Fuck. That’s not how I remember it. I remember calling back for my Roomba and her reciting the litany — can it charge itself, can it empty itself, do we have to program it or map out the room (“we are not the type of people who program,” she said). I thought she was going to figure that shit out.

But it doesn’t matter. Two decades later, and she’s finally on “my side” of the Roomba.

Version 7 of the iRobot. Cleans itself. Maps out the house itself. Charges itself. Comes with an app that you schedule on your phone. Sold.

Look at all this fancy shit. Stole the image from this story: https://www.techhive.com/article/3298301/irobot-roomba-i7-empties-its-own-dirt-bin.html

Amazon special — arrived on Christmas Eve.

“Move that out from under the tree,” the wife said. “Family is coming.” The day after we cooked shish kabobs for 25 Savages, I broke open the box.

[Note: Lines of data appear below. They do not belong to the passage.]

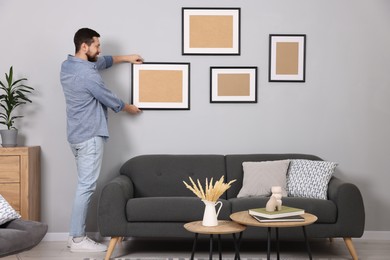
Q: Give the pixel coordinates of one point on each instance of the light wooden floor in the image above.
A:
(321, 250)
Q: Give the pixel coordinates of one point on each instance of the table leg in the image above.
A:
(269, 244)
(277, 243)
(211, 247)
(219, 247)
(194, 246)
(237, 246)
(307, 243)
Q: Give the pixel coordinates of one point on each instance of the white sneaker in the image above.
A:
(87, 245)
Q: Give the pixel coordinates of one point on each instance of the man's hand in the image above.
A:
(132, 58)
(131, 109)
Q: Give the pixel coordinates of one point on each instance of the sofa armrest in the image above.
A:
(112, 206)
(350, 207)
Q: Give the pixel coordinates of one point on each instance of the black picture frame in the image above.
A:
(287, 58)
(198, 38)
(233, 84)
(161, 85)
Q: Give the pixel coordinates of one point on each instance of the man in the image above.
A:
(87, 99)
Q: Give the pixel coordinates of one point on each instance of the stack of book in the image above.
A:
(283, 215)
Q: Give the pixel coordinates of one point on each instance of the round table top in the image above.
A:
(224, 227)
(244, 218)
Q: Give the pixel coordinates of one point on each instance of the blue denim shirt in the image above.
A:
(87, 98)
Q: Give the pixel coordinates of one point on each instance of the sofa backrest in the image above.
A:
(163, 175)
(234, 169)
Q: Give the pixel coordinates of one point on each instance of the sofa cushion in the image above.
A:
(171, 209)
(309, 179)
(259, 177)
(234, 166)
(7, 213)
(325, 210)
(163, 175)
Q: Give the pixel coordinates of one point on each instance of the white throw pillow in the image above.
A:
(309, 179)
(259, 177)
(7, 213)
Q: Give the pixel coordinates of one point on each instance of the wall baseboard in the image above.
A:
(368, 235)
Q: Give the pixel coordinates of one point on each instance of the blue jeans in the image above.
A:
(88, 156)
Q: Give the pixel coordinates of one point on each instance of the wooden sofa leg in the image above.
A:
(351, 248)
(111, 246)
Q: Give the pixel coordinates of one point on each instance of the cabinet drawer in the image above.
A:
(11, 193)
(9, 168)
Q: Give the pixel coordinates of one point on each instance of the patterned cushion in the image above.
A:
(259, 177)
(7, 213)
(309, 179)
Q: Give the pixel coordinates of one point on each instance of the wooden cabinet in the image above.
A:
(20, 180)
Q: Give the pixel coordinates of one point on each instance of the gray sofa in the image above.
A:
(149, 199)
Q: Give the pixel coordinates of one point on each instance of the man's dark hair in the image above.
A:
(84, 35)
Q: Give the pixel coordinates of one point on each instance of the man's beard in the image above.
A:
(92, 58)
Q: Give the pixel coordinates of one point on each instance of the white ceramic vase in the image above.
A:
(210, 216)
(9, 137)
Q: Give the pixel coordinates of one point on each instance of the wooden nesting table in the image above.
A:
(224, 227)
(244, 218)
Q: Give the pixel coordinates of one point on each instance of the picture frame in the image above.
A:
(287, 57)
(211, 31)
(161, 86)
(233, 84)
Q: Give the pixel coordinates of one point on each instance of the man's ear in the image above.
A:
(84, 47)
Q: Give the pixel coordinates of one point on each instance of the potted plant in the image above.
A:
(12, 94)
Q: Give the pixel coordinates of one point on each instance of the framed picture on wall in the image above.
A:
(287, 57)
(233, 84)
(211, 31)
(159, 86)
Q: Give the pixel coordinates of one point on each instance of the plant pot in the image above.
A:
(9, 137)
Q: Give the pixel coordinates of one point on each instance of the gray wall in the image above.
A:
(341, 113)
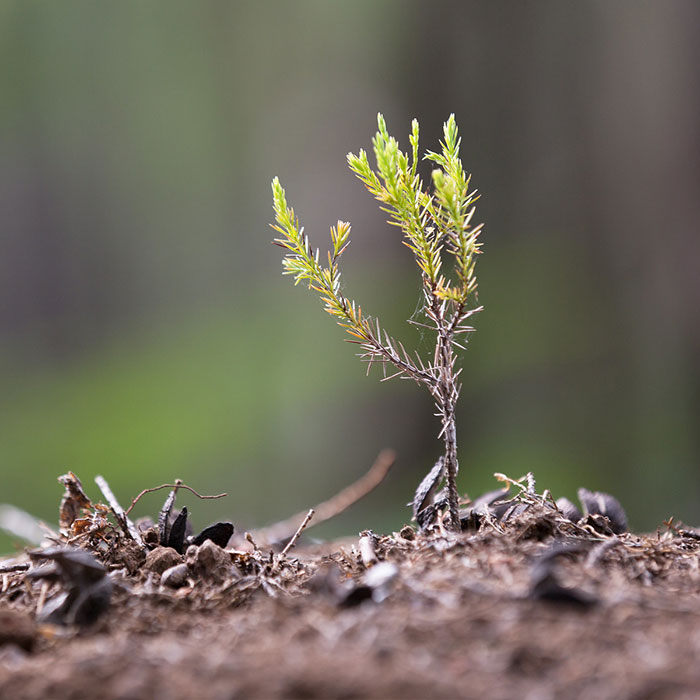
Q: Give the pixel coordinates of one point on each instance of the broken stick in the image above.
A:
(283, 530)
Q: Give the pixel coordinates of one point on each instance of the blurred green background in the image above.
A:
(147, 333)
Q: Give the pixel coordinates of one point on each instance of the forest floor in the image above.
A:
(530, 607)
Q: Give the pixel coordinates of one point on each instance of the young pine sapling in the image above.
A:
(436, 225)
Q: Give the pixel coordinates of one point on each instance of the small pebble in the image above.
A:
(175, 576)
(161, 558)
(209, 561)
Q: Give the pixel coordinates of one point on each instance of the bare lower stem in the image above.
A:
(451, 469)
(446, 394)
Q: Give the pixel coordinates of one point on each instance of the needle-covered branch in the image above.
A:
(436, 227)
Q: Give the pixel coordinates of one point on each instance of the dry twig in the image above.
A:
(333, 506)
(124, 522)
(297, 534)
(178, 485)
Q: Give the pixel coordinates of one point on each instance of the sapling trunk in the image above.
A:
(433, 223)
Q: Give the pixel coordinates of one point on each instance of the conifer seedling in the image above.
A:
(436, 226)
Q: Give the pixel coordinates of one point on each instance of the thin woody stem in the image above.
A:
(445, 394)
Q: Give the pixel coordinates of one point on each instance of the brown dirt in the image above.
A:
(533, 608)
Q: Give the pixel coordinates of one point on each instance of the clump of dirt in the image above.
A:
(525, 605)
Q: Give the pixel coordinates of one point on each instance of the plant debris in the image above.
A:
(88, 590)
(527, 601)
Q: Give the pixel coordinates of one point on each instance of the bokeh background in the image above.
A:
(147, 333)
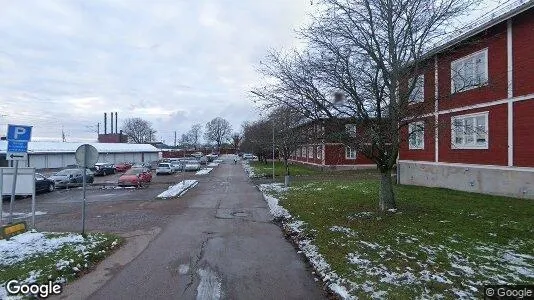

I named the Roomba in the app after the new dog. This morning, I had a text message: “Carol Fucking Baskin’s Roomba finished cleaning and saved you a trip to the trash can.”

Carol is not riding her Roomba — yet. But someday maybe my two loves will get together…

The myth is it only took Jesus 3 days to roll the rock away from his tomb and disappear, but almost 20 years later, my Roomba is back baby, and better than ever. This is the kind of resurrection we can believe in.

6 replies »

  1. We had one. It was loud and annoying, so we’d get it going, then leave the house. Upon return, we often had to hunt it down, only to find it had gotten stuck under a piece of furniture. I was glad when the fucker finally died. I even spit on its grave, which is the trash can.